C’est Lenoel qui nous a interpelés sur le chemin. Il aime montrer sa micro-ferme aux étrangers de passage et raconter son quotidien. En quelques années, il a vu clairement son pays changer : “Je pense que ça va être difficile de ne pas changer ! Maintenant, nous avons beaucoup plus d’options pour étudier. Les autorités essayent de nous encourager à étudier parce qu’ils sont intéressés dans le fait que les gens développent une profession. Je pense que la vie est meilleure aujourd’hui car, avant (la révolution de 1959), il y avait beaucoup de gens qui ne savaient même pas écrire leur nom. Maintenant, nous ne connaissons plus ça, l’économie va mieux, les salaires sont plus élevés.”

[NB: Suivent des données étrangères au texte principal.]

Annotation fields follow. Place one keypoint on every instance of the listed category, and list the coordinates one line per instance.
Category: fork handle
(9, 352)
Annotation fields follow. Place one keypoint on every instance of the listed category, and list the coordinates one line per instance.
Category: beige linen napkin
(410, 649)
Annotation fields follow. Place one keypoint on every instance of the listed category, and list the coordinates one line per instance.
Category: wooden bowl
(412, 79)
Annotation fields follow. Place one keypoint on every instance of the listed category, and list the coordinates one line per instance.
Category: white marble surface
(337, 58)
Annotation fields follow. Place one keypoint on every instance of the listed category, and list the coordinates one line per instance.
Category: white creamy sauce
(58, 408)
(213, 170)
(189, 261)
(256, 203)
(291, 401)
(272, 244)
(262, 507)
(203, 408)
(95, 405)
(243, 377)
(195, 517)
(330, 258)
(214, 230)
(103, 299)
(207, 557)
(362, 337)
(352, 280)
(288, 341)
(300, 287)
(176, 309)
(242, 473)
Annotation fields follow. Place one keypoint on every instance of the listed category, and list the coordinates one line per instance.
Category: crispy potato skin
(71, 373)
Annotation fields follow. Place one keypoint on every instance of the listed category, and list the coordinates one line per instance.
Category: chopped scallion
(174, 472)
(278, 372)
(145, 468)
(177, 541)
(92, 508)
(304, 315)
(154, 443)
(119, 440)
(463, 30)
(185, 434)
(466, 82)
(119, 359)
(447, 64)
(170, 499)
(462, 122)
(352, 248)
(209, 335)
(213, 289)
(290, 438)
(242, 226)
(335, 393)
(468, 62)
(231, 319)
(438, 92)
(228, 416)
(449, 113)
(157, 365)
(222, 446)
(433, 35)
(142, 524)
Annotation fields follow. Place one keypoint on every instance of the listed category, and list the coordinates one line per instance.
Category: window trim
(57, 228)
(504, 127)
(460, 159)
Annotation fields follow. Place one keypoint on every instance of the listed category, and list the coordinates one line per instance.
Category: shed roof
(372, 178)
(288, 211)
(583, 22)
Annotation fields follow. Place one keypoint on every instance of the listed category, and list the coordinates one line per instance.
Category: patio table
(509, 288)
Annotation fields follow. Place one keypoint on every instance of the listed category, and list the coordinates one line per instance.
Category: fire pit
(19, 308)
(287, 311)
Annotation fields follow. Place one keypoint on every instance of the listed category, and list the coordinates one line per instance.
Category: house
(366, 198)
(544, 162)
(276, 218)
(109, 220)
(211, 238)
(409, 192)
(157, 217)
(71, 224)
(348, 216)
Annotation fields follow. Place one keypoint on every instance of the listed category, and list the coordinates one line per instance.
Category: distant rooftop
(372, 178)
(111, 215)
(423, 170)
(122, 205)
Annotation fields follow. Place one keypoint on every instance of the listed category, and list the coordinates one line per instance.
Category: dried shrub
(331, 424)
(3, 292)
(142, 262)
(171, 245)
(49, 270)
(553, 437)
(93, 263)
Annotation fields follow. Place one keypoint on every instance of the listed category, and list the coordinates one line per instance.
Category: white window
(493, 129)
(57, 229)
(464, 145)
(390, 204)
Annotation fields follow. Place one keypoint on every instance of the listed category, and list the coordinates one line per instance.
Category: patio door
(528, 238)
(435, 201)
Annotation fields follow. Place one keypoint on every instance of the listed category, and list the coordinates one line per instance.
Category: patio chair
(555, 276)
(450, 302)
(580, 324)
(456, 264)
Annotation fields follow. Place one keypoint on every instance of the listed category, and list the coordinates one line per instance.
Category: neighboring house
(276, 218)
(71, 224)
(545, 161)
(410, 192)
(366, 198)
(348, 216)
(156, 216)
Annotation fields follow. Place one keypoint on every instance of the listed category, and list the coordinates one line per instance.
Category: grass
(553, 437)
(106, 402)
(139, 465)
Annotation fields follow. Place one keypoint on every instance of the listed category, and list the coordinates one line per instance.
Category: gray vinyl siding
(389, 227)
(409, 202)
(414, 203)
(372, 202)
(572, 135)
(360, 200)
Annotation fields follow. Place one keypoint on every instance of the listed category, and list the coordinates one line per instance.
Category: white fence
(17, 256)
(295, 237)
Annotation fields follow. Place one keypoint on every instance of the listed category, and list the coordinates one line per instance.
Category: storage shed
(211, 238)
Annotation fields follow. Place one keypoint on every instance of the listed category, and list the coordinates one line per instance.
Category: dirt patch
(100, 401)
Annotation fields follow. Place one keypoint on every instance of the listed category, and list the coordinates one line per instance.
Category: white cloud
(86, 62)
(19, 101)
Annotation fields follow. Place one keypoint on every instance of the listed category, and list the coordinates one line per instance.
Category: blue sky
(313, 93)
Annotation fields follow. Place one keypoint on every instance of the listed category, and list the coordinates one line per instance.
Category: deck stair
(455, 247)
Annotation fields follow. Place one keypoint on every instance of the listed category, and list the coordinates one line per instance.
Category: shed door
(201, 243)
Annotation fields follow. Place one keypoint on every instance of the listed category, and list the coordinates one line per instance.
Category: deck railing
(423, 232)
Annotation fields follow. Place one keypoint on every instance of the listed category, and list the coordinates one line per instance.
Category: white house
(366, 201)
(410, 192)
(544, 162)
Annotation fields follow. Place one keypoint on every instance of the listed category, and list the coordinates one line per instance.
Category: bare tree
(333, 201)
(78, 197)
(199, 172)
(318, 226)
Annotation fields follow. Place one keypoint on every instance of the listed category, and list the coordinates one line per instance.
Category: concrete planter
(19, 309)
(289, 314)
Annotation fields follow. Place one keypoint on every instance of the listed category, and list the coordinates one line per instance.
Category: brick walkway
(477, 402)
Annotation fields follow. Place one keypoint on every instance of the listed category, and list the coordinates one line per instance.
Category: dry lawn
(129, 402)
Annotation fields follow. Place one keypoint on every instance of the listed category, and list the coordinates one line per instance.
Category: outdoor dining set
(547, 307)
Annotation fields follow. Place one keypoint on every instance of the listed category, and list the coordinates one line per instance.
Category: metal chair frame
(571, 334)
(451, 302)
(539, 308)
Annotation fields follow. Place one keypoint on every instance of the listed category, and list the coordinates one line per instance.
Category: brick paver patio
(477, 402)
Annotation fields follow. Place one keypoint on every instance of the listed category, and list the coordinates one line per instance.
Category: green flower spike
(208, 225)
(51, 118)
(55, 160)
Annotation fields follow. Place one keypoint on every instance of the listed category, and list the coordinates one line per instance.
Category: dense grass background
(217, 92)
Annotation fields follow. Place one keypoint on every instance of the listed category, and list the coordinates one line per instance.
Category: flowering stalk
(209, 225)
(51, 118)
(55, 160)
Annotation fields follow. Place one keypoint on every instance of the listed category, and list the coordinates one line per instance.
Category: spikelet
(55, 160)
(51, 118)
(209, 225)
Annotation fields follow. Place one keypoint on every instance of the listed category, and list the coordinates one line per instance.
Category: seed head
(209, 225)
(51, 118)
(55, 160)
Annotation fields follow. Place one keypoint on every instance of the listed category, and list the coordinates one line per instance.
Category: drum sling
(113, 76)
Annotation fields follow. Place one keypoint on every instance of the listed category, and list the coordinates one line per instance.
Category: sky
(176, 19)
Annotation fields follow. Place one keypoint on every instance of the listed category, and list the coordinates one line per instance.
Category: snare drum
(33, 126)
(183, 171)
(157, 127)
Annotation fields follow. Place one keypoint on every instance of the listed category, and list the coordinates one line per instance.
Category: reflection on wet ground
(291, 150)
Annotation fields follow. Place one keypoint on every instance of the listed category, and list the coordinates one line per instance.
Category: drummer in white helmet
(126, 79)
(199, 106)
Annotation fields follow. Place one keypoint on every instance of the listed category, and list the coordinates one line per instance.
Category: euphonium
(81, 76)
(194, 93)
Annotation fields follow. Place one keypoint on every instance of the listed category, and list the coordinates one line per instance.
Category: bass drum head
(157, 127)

Lenoel nous le dit sans détour, du haut de ses 23 ans, il conseille au peuple Cubain de choisir son évolution librement et de ne pas se calquer sur le modèle mondialisé. Ne pas se laisser aveugler par l’argent, comme le sont déjà certains Cubains à l’aube du tourisme de masse. “Je sais que vous, vous avez un niveau de vie très différent. Dans la technologie principalement. Mais je pense que la vie est meilleure dans sa plus simple expression. Tu te sens plus libre comme ça, plus confortable !” Malgré l’ouverture amorcée de Cuba au marché mondial, l’île attise toujours les passions à travers le monde, à tous les pôles politiques. Elle fascine une certaine « gauche » en recherche d’un autre modèle de société, autant qu’elle hérisse le poil de l’échiquier politique opposé qui ne manque pas de rappeler sa faible productivité ou les dérives du pouvoir. Une fois encore, un bilan honnête sera nécessairement fait de nuances de gris.

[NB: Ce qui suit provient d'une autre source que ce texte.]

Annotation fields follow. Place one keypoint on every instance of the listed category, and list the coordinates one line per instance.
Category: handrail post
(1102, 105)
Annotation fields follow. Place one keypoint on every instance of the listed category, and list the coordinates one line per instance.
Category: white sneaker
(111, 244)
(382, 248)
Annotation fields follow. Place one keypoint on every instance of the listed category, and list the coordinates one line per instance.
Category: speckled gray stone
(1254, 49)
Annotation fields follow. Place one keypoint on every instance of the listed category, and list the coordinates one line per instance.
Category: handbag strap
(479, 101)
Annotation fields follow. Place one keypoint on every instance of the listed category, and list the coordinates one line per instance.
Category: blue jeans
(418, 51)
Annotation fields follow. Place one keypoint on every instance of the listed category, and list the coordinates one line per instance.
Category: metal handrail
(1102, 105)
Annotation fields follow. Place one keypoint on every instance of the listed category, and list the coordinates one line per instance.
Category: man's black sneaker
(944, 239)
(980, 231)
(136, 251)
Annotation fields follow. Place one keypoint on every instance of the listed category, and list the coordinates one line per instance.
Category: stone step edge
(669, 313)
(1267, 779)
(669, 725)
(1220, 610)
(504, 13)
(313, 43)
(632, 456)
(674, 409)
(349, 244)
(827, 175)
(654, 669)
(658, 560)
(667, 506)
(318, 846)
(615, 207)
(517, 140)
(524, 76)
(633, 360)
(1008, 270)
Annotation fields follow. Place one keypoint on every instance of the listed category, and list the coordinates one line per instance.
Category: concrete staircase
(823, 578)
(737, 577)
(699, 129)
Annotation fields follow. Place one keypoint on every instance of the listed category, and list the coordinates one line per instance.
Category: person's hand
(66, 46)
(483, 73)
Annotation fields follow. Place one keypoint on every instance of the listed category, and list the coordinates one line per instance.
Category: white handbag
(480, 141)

Si on peut observer que les sourires du peuple cubain sont sincères, ils ne suffisent pas à cacher une réelle précarité et certaines dérives majeures dans le respect des Droits Humains. L’ONG Human Rights Watch dénonce le gouvernement qui « continue de réprimer les dissidents » à la première occasion. Il s’agit en pratique d’appliquer de longues peines de prison, des détentions arbitraires à court terme de défenseurs des Droits de l’Homme, de journalistes indépendants, etc… des atteintes qui ont dramatiquement augmenté ces dernières années. Amnesty International a ainsi décompté en moyenne 862 détentions arbitraires chaque mois en moyenne pour 2016. “les droits à la liberté d’expression, d’association et de mouvement restaient soumis à des restrictions. La société civile et des groupes d’opposition cubains ont signalé une hausse des placements en détention pour motifs politiques, ainsi que des actes de harcèlement visant des détracteurs du régime. Les restrictions d’accès à Internet demeuraient un moyen essentiel pour le gouvernement de contrôler à la fois l’accès à l’information et la liberté d’expression.” Et pourtant, les affres d’un pouvoir peuvent-elles définir un peuple et sa culture singulière ? Pourrait-on caractériser la riche culture française à travers les décisions de son actuel président ?
Telle une redondance inévitable, il semble impossible d’aborder la question de Cuba sans abandonner toute vision absolue d’une situation bien trop singulière pour être définissable en quelques clichés.